HAYATIN VE YOLLARIN YOKUSLARINA DAİR
Bisikletle ilk çıktığım yokuş Kayışdağı idi. Bir grup gezisinin parçası olarak yaptığım bu ilk tırmanıştan anımsadığım bir daha asla yokuş çıkmayacağıma dair karardı.
Sonrasında uymadığım bu kararın tam tersine İstanbul’da bir çok yokuşu çıkmayı başardım.
Beşiktaş Yıldız’dan Tepebaşına, Çamlıca’dan Yoros Tepesine, Polonezköy’den Rumelifenerine. İstanbul dar gelince Yalova’nın, İznik’in, İzmit’in , Karabük’ün dağlarında irtifaları aştım.

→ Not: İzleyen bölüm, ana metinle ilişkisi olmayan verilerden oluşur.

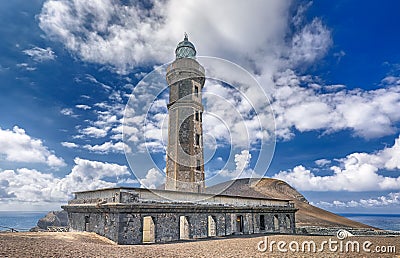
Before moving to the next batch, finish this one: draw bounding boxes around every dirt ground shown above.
[0,232,400,258]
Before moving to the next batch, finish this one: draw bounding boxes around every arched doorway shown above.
[179,216,189,239]
[274,215,279,231]
[208,216,217,236]
[143,216,156,243]
[236,215,243,233]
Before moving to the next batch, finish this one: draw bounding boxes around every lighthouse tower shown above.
[165,33,205,193]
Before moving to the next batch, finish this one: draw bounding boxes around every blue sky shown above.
[0,0,400,213]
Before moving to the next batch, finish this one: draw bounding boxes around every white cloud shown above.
[75,104,91,110]
[38,0,400,145]
[218,150,262,179]
[315,192,400,208]
[60,108,78,117]
[39,0,290,72]
[274,136,400,191]
[61,142,79,148]
[83,141,130,154]
[23,47,57,62]
[139,168,165,189]
[272,70,400,139]
[0,126,66,168]
[79,126,110,138]
[314,159,331,167]
[0,158,134,203]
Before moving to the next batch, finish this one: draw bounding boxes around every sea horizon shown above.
[0,211,400,232]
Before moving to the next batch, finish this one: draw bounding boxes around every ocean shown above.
[339,213,400,231]
[0,211,400,231]
[0,211,47,231]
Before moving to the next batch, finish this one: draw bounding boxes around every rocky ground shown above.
[0,232,400,257]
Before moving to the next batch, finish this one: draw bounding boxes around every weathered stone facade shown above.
[165,38,205,193]
[63,188,296,244]
[63,37,296,244]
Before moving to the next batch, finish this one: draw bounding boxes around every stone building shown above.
[63,35,297,244]
[165,34,205,193]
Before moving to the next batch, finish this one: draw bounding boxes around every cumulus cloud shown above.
[23,47,57,62]
[75,104,91,110]
[61,142,79,148]
[0,126,66,168]
[83,141,130,154]
[79,126,110,138]
[38,0,400,147]
[139,168,165,189]
[0,158,130,203]
[315,159,331,167]
[60,108,78,117]
[272,70,400,139]
[218,150,262,179]
[274,136,400,191]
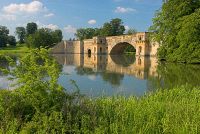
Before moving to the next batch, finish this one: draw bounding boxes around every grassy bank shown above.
[0,87,200,134]
[0,45,29,54]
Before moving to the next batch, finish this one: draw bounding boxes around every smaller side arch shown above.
[109,42,136,55]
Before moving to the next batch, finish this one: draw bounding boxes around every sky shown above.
[0,0,162,39]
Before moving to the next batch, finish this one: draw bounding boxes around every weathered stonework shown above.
[53,32,159,56]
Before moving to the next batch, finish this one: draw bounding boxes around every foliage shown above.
[75,28,95,40]
[0,26,9,47]
[75,18,125,40]
[26,22,37,36]
[26,28,62,48]
[15,27,26,44]
[8,35,17,46]
[150,0,200,63]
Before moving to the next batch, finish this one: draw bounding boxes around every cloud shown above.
[44,13,54,17]
[3,1,47,14]
[115,7,136,13]
[124,25,130,31]
[64,25,76,33]
[36,21,59,30]
[0,14,17,21]
[88,20,97,25]
[43,24,59,30]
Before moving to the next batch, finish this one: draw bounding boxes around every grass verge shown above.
[0,45,29,55]
[0,87,200,134]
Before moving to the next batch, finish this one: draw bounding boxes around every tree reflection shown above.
[148,62,200,89]
[100,71,124,86]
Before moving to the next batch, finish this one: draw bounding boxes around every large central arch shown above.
[110,42,136,55]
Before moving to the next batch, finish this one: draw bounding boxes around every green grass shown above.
[0,87,200,134]
[0,45,29,55]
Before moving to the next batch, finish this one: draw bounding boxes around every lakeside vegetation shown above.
[0,22,63,50]
[150,0,200,63]
[0,44,30,55]
[0,48,200,133]
[0,0,200,134]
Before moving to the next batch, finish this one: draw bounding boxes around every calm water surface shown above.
[0,54,200,97]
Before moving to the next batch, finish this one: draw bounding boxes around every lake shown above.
[0,54,200,97]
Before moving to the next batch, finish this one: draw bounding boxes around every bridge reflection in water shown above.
[54,54,158,80]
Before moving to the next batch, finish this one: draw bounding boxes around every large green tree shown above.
[15,27,26,44]
[150,0,200,63]
[0,26,9,47]
[110,18,125,36]
[7,35,17,46]
[52,29,63,42]
[26,22,37,36]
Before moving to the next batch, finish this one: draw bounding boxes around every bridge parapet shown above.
[54,32,159,56]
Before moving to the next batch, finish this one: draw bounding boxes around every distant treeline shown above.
[75,18,136,40]
[0,22,63,48]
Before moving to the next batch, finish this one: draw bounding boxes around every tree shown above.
[75,18,125,40]
[0,26,9,47]
[26,28,62,48]
[100,18,125,36]
[15,27,26,44]
[26,22,37,36]
[110,18,125,36]
[127,28,137,35]
[8,36,17,46]
[52,29,63,43]
[150,0,200,63]
[100,22,113,36]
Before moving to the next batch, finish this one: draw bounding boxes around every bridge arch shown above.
[110,42,136,55]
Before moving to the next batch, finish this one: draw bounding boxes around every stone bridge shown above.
[53,32,159,56]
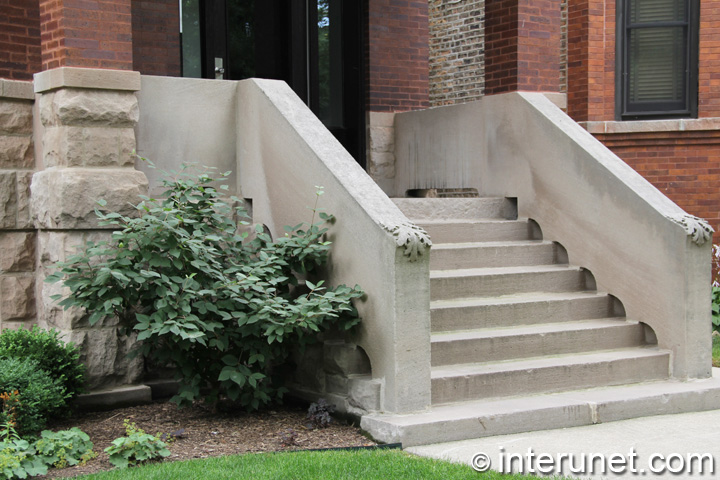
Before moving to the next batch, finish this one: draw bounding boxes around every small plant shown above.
[307,398,335,428]
[35,427,97,468]
[0,325,85,397]
[712,245,720,333]
[0,390,20,441]
[48,167,363,410]
[105,419,170,468]
[0,357,68,437]
[280,428,298,447]
[0,439,47,480]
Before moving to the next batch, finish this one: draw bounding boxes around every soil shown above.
[34,402,375,478]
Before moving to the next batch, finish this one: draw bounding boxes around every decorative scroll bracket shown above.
[667,214,715,245]
[382,222,432,262]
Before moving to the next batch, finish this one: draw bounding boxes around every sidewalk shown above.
[406,410,720,479]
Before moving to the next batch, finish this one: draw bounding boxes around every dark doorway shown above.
[181,0,365,167]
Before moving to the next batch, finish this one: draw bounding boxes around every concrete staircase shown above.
[362,198,720,446]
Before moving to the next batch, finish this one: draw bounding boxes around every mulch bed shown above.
[35,402,375,478]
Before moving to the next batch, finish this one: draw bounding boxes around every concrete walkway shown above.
[407,410,720,479]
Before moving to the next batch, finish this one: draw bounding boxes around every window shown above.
[616,0,699,120]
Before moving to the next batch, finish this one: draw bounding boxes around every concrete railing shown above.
[236,79,430,413]
[395,93,712,378]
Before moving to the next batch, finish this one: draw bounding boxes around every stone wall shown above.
[0,80,37,329]
[30,68,148,389]
[429,0,485,106]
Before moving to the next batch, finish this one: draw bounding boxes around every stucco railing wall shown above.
[395,93,712,379]
[135,75,237,194]
[237,79,430,413]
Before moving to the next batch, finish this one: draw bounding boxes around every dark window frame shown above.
[615,0,700,120]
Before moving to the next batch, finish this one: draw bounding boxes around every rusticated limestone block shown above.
[291,345,325,392]
[0,135,35,168]
[0,98,32,135]
[65,328,143,390]
[0,171,17,228]
[43,127,135,167]
[40,88,139,128]
[370,127,395,152]
[15,170,35,228]
[30,167,148,229]
[0,275,35,322]
[0,320,37,332]
[0,232,35,272]
[36,231,117,331]
[369,152,395,178]
[347,375,382,412]
[323,341,370,375]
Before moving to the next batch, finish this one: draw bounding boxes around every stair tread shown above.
[430,291,607,310]
[409,217,528,226]
[431,317,638,342]
[432,240,553,250]
[430,346,669,379]
[363,369,720,425]
[430,264,581,279]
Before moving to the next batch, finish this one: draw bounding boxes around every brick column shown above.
[365,0,430,194]
[485,0,561,95]
[0,80,36,329]
[0,0,40,80]
[31,68,148,389]
[567,0,615,122]
[40,0,133,70]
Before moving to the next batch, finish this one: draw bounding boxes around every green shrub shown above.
[712,245,720,332]
[48,167,363,409]
[0,357,68,436]
[0,326,85,397]
[35,427,96,468]
[0,439,47,480]
[105,420,170,468]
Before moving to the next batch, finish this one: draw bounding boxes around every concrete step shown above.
[431,318,645,367]
[415,218,542,246]
[392,197,517,221]
[360,369,720,447]
[430,347,670,405]
[430,292,622,332]
[430,240,567,270]
[430,264,586,300]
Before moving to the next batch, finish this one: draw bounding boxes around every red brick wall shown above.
[132,0,180,77]
[567,0,615,122]
[0,0,40,80]
[597,130,720,232]
[698,0,720,117]
[40,0,133,70]
[485,0,562,95]
[366,0,429,112]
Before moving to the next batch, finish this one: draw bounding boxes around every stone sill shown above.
[578,117,720,134]
[0,79,35,100]
[35,67,140,93]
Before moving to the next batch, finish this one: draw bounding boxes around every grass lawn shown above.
[81,450,547,480]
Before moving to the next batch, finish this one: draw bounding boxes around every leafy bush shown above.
[0,439,47,480]
[0,357,68,436]
[0,326,85,397]
[307,398,335,428]
[712,245,720,333]
[48,167,363,409]
[35,427,96,468]
[105,420,170,468]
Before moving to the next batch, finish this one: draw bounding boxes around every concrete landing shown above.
[361,369,720,453]
[406,410,720,479]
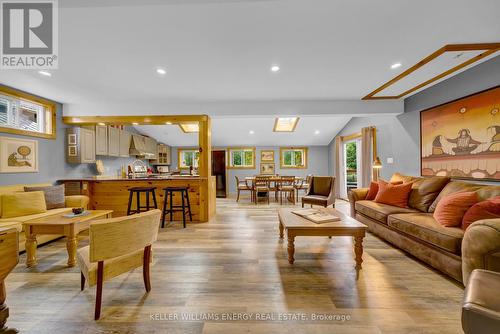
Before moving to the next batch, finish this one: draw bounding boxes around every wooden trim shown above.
[227,146,257,169]
[0,85,57,139]
[177,147,200,169]
[273,116,300,132]
[340,132,362,142]
[63,115,208,125]
[280,146,309,169]
[362,43,500,100]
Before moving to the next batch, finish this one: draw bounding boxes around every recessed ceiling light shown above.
[273,117,299,132]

Korona denilen musibetin ülkemizdeki tuhaf yönetim tarzının yol açtığı “çok şey serbest egzersiz yasak” uygulamaları nedeniyle 2021’de hala siftah yapamasam da ilk yokuşumu tırmandığım günden bu yana çıkabildiğim yokuş 100.000 metreyi yani 100 km’yi aşmış.
Strava uygulamasının sayesinde takip ettiğim bu istatistik , bisikletle yokuş çıktığım son 7 yılda Ağrı Dağına 20 kere tırmandığım manasına geliyor. Yada daha farklı ifade edersem eğer mümkün olsaydı sadece kendi kaslarımın yardımıyla Atmosferin Mezosfer denilen 3. Katının hemen hemen yarısına varmış olacaktım ve Dünyaya bayağı yüksekten bakabilecektim.
Sakın yanlış anlaşılmasın kendimi övüyor falan değilim. Sporcu olduğumu falan da iddia etmiyorum. Fransa Turuna katılan insan üstü/yarı tanrı bisiklet canavarlarının saatte 20 km ile çıktıkları yokuşlarda yapabildiğim en fazla hız bunca antremana rağmen 10 km’yi geçmez. Dik yokuşları çıkarken zorlanırım fazlasıyla.
Zorlanırım ama bu zamana kadar çıkamadığım yokuş olmadı.
Bisikleti ciddi olarak yapmaya başladıktan sonra bir grupla çıktığımız Yalova turunda, benden daha deneyimliler Çınarcık yokuşlarını kamyon sırtında tamamlamışlardı. Bense sadece Deniz otobüsünün saatini kaçırmayacak şekilde yol almış ve yokuşları tamamlayarak hedefe ulaşmıştım.
Bisiklet sürerken hiçbir zaman bir rakibim olmadı. Doğrusunu söylemek gerekirse iradem dışında bir rakibim olmadı.
İnsana iradesi nasıl rakip olur?
Bu sorunun en güzel yanıtını ben bisiklet sürerken verdim. Bisiklette de en çok yokuş çıkarken.
Bisiklete dair düşüncelerimi daha önce de paylaşmıştım. İnsan bedeninin marifetiyle alabileceği en hızlı harekete ve en uzun mesafeye bisikletle ulaşabilir. Bu yüzden biraz da eski kafalıyım ve Bisiklete elektrik motoru takılmasına şiddetle karşı çıkıyorum . ( Bu arada ulaşım amaçlı kullanımı kast etmiyorum. Eğer arabanızı satar ve sadece elektrikli bisikletle seyahat ederseniz önünüzde şapka çıkartırım)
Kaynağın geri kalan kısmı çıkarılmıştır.